Oireachtas Joint and Select Committees
Thursday, 21 November 2013
Joint Oireachtas Committee on the Implementation of the Good Friday Agreement
Ex-Prisoners and Conflict Transformation: Discussion with Community Foundation for Northern Ireland
12:30 pm
Martin Ferris (Kerry North-West Limerick, Sinn Fein) | Oireachtas source
I thank the delegates for their presentations. I share a good deal in common with them as I am a former political prisoner. I find it very annoying at times when people refer to people's past in terms of they having a criminal record. I do not accept that and I never will. All my actions, and I assume all the actions of people who were involved in and combated the conflict, were politically motivated. People who have been prisoners as a result of the conflict who wish to travel to America, Australia or to leave the country find they are prohibited from doing so and this is a major issue. In the current circumstances that prevail in this country, people who are still relatively young have to remain unemployed because they cannot access work outside the country in many areas as a result of their having been involved in the conflict. That was emphasised legislatively in this House in the recent past and as a result people cannot even get a job as a taxi driver because they have been former prisoners of war, POWs. In the Six Counties special political advisers were discriminated against because they had been prisoners in the conflict. I would strongly argue that in respect of the Good Friday Agreement, all the negotiations on it and the goodwill towards it, a great deal of convincing of people of its value came from the prisoners and former prisoners who worked within their communities to ensure it was acceptable across this island.

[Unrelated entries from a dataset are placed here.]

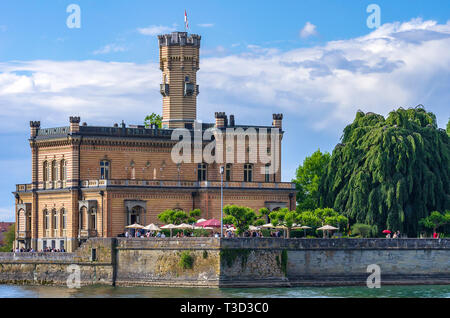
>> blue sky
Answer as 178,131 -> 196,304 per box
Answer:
0,0 -> 450,221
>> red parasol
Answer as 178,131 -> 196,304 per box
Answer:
195,219 -> 220,227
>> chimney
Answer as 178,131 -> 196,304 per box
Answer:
215,112 -> 227,128
230,115 -> 234,127
30,121 -> 41,138
69,116 -> 80,134
272,114 -> 283,130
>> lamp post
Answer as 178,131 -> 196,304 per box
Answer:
220,166 -> 224,237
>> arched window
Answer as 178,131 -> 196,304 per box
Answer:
59,159 -> 67,181
60,209 -> 67,230
100,160 -> 110,180
44,210 -> 50,230
130,160 -> 136,180
52,209 -> 58,230
52,160 -> 58,181
244,163 -> 253,182
197,163 -> 208,181
225,163 -> 232,181
42,161 -> 48,182
264,163 -> 270,182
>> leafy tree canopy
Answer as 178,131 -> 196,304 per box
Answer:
144,113 -> 162,128
447,118 -> 450,136
319,106 -> 450,236
292,149 -> 330,211
420,211 -> 450,232
352,223 -> 377,237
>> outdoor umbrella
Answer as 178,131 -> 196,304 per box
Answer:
125,223 -> 144,229
144,223 -> 161,231
196,219 -> 220,227
299,225 -> 311,237
125,223 -> 144,235
176,223 -> 194,230
161,224 -> 177,237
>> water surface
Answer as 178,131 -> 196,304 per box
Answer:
0,285 -> 450,298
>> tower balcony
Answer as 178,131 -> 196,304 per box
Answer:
184,83 -> 195,96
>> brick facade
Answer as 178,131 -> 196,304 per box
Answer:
14,32 -> 295,251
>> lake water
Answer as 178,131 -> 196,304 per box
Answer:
0,285 -> 450,298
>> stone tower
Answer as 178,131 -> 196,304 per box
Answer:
158,32 -> 201,129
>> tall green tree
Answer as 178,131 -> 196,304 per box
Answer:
447,118 -> 450,137
292,149 -> 330,211
319,106 -> 450,236
420,211 -> 450,232
144,113 -> 162,128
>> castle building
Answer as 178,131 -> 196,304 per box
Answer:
13,32 -> 295,251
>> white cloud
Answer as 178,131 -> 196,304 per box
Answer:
137,25 -> 176,36
197,23 -> 214,28
0,19 -> 450,134
92,43 -> 128,55
300,21 -> 317,39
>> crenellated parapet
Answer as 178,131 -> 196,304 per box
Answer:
272,114 -> 283,129
158,32 -> 202,47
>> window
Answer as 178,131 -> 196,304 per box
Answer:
100,160 -> 109,180
264,163 -> 270,182
52,160 -> 58,181
225,163 -> 231,181
244,163 -> 253,182
44,210 -> 50,230
197,163 -> 207,181
61,209 -> 67,230
42,161 -> 48,182
130,160 -> 136,180
52,210 -> 58,230
60,159 -> 67,181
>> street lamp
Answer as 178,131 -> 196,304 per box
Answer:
220,166 -> 224,237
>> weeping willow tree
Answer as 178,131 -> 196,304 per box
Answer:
319,106 -> 450,236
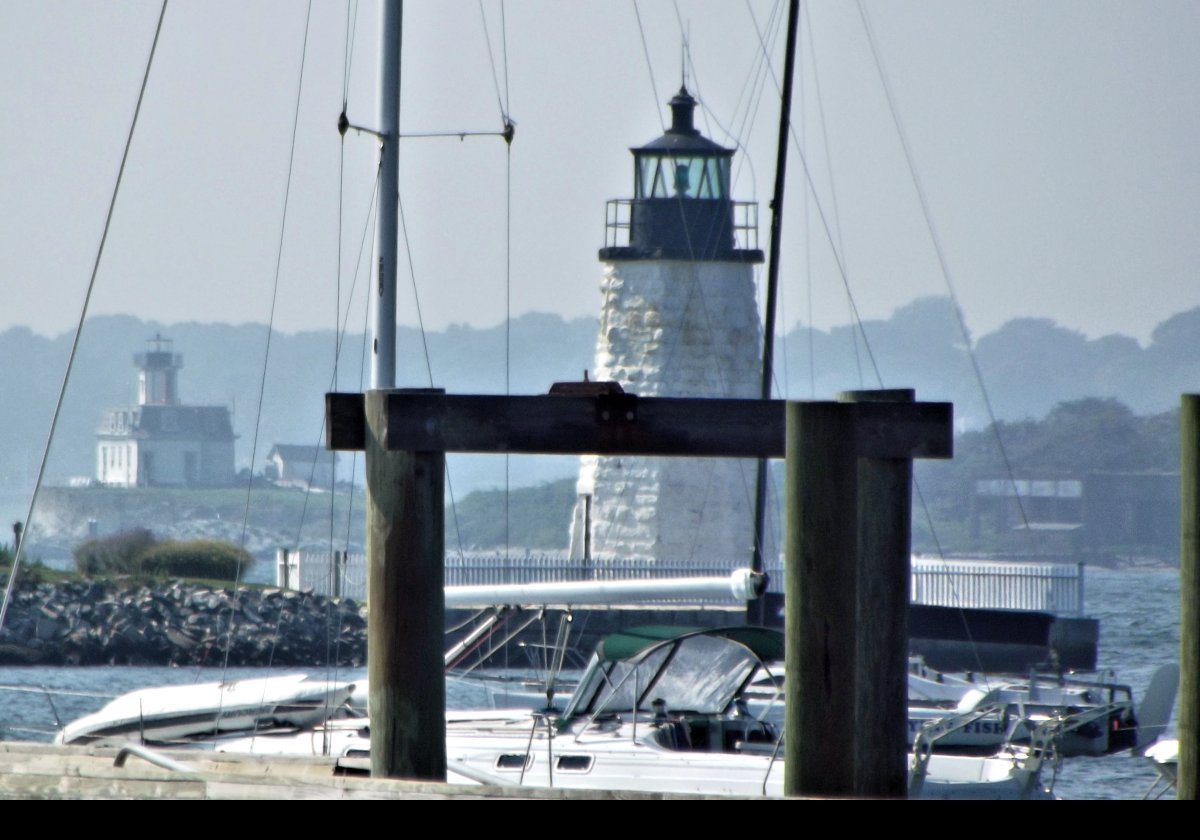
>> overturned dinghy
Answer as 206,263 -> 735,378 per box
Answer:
54,673 -> 354,744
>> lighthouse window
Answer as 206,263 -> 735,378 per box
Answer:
636,155 -> 728,198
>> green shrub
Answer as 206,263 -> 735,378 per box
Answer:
72,528 -> 157,575
138,540 -> 254,581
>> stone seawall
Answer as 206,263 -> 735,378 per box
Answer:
0,581 -> 367,667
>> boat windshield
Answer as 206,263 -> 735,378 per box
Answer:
564,634 -> 760,719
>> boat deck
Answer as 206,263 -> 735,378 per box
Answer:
0,742 -> 782,799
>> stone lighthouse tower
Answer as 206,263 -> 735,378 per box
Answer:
571,88 -> 762,569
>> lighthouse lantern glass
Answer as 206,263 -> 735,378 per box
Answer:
636,155 -> 730,199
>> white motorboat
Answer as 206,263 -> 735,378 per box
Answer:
54,673 -> 354,744
216,626 -> 1065,799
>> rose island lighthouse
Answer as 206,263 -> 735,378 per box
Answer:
571,88 -> 769,569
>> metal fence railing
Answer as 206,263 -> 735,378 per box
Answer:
911,558 -> 1084,616
275,548 -> 1084,616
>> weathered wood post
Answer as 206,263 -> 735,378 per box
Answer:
784,402 -> 858,796
366,390 -> 446,781
838,389 -> 917,797
784,390 -> 953,797
1175,394 -> 1200,800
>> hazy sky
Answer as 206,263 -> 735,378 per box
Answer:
0,0 -> 1200,340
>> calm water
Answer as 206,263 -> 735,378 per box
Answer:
0,568 -> 1180,799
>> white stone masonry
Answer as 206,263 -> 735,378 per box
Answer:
571,259 -> 769,566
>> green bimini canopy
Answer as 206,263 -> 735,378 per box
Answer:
596,624 -> 784,661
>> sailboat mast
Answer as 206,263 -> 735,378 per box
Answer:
746,0 -> 800,624
371,0 -> 403,389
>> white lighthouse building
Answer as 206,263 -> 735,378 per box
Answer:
571,88 -> 762,568
96,336 -> 234,487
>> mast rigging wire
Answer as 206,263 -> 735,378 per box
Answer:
0,0 -> 167,628
858,0 -> 1032,534
221,0 -> 312,678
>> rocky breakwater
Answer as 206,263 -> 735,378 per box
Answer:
0,581 -> 367,666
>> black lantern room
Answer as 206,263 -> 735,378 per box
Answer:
600,88 -> 762,263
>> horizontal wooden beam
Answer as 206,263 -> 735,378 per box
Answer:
325,390 -> 953,458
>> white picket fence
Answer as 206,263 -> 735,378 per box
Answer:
275,548 -> 1084,616
911,557 -> 1084,617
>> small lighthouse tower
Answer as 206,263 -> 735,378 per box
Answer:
571,88 -> 762,568
133,334 -> 184,406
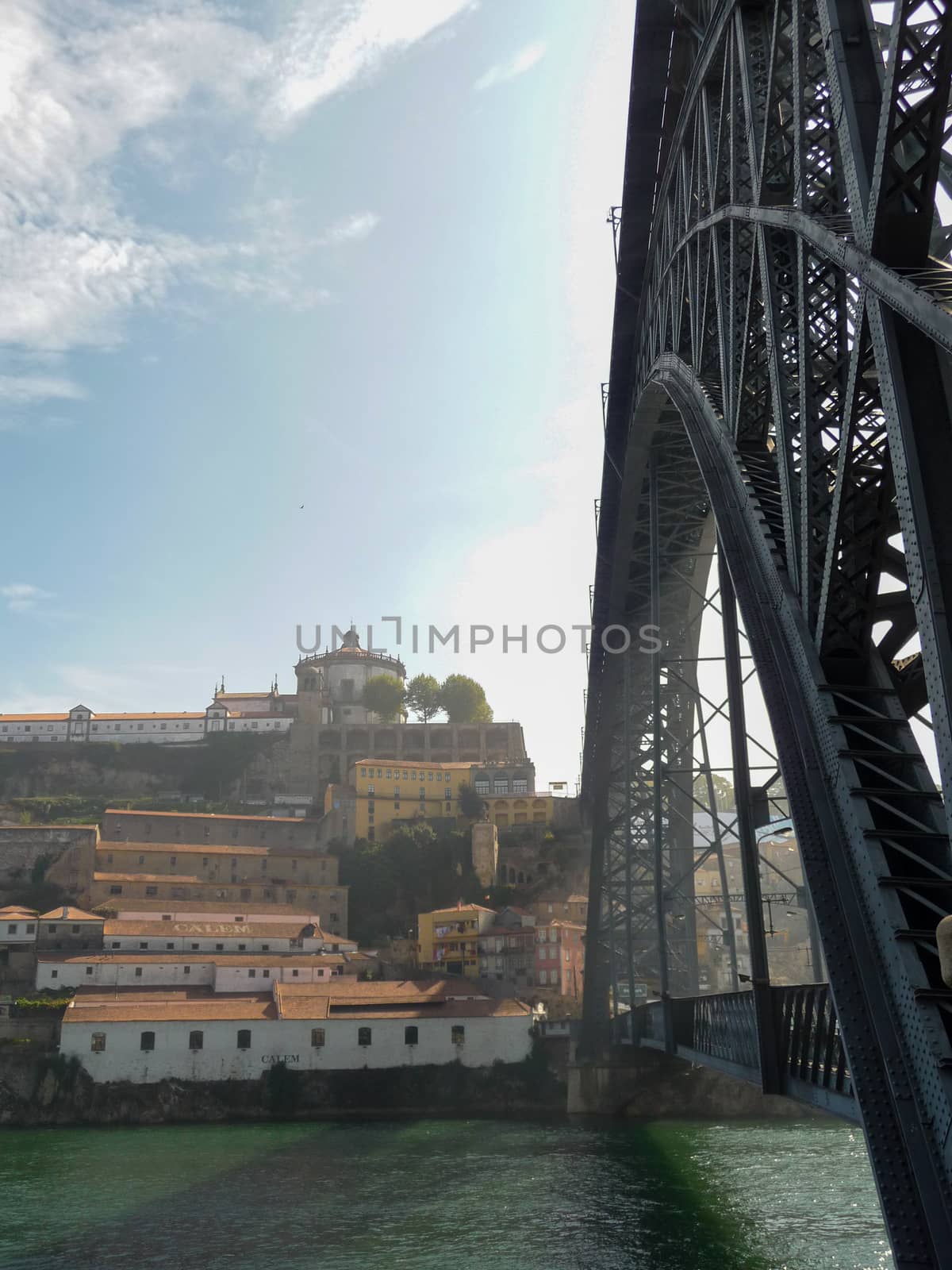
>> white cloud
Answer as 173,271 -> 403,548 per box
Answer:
472,40 -> 546,93
0,0 -> 470,351
0,375 -> 85,405
263,0 -> 471,131
0,582 -> 49,614
320,212 -> 379,246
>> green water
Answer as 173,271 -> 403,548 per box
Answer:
0,1120 -> 892,1270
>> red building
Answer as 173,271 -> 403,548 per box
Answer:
536,919 -> 585,997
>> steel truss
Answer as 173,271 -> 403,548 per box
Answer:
582,0 -> 952,1268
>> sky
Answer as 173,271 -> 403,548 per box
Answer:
0,0 -> 642,787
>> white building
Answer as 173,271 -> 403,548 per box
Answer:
103,900 -> 357,952
36,952 -> 360,992
0,697 -> 294,745
0,904 -> 40,945
60,979 -> 533,1083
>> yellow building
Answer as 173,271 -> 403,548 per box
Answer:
478,790 -> 565,829
416,904 -> 497,979
349,758 -> 472,842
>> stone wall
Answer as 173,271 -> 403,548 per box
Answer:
0,824 -> 99,903
0,1045 -> 565,1126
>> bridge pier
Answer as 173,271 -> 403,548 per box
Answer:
567,1045 -> 823,1120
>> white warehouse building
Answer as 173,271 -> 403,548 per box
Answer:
60,979 -> 535,1083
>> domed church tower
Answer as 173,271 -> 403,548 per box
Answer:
294,626 -> 406,724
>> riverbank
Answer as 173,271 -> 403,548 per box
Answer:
0,1049 -> 566,1128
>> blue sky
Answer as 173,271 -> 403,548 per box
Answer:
0,0 -> 642,783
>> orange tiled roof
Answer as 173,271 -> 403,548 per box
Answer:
103,917 -> 314,940
36,949 -> 345,969
0,714 -> 70,722
63,988 -> 278,1026
106,806 -> 317,824
93,872 -> 203,883
38,904 -> 103,922
104,899 -> 324,926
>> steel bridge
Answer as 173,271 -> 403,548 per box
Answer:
582,0 -> 952,1270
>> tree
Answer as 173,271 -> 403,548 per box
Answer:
363,675 -> 404,722
459,785 -> 486,821
440,675 -> 493,722
405,675 -> 443,722
694,772 -> 734,811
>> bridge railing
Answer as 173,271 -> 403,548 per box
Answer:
773,983 -> 853,1097
630,983 -> 858,1119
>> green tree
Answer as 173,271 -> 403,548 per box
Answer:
363,675 -> 404,722
694,772 -> 734,811
405,675 -> 443,722
440,675 -> 493,722
459,785 -> 486,821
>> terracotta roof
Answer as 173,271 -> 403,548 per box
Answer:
103,899 -> 324,926
351,758 -> 478,772
0,824 -> 99,833
93,872 -> 205,887
106,806 -> 318,824
0,714 -> 70,722
97,838 -> 332,860
36,949 -> 344,969
63,988 -> 278,1026
93,710 -> 205,722
102,838 -> 271,856
420,904 -> 495,917
103,917 -> 314,940
38,904 -> 103,922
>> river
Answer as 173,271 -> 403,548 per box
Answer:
0,1120 -> 892,1270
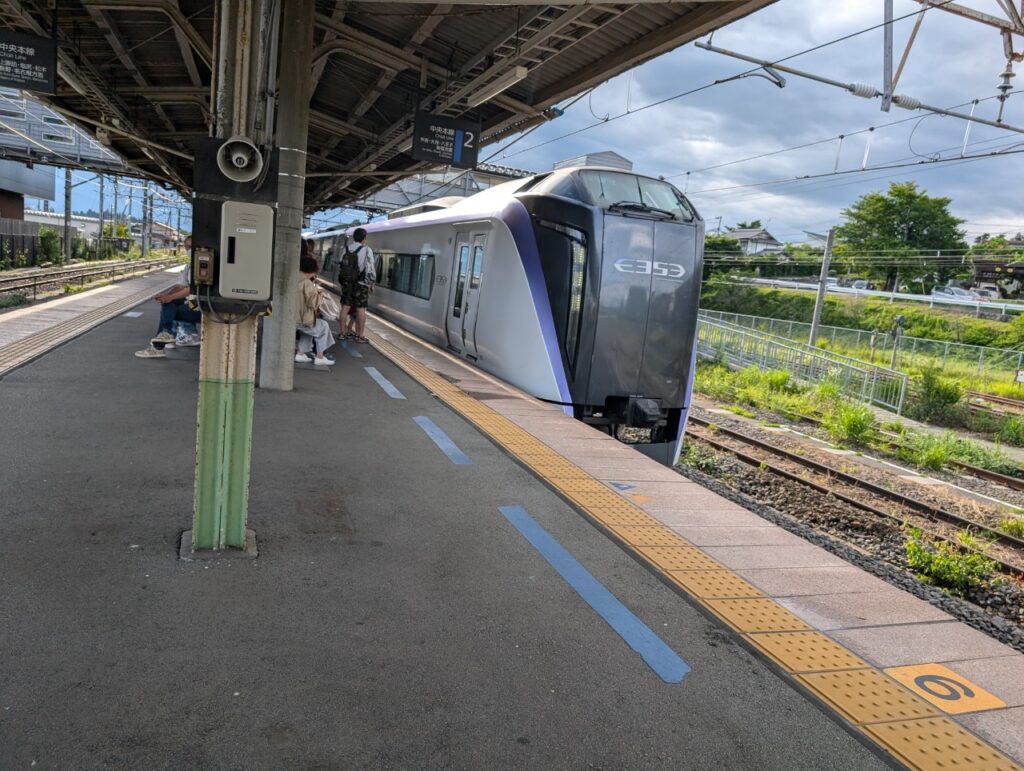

I would like to think, and I expect Deputy Frank Feighan or any of the Deputies here would support me on this, that if Sinn Féin was in government down here and if I was part of the Sinn Féin team, either as a political adviser or as an elected representative, that there would be no doubt that my position would be accepted. I find it insulting that people like Mary McArdle and Paul Kavanagh have found themselves outside the pale as a consequence of opportunistic political reasons motivated by one party trying to embarrass another. I would like to get the delegates' views on that. I hope we will make a strong argument in favour of getting rid of the "records", as they are called. I think this committee should make representations to the Government regarding legislation that has come through that effectively categorises former political prisoners in the same category as child abusers, rapists and so forth. I think that is terrible.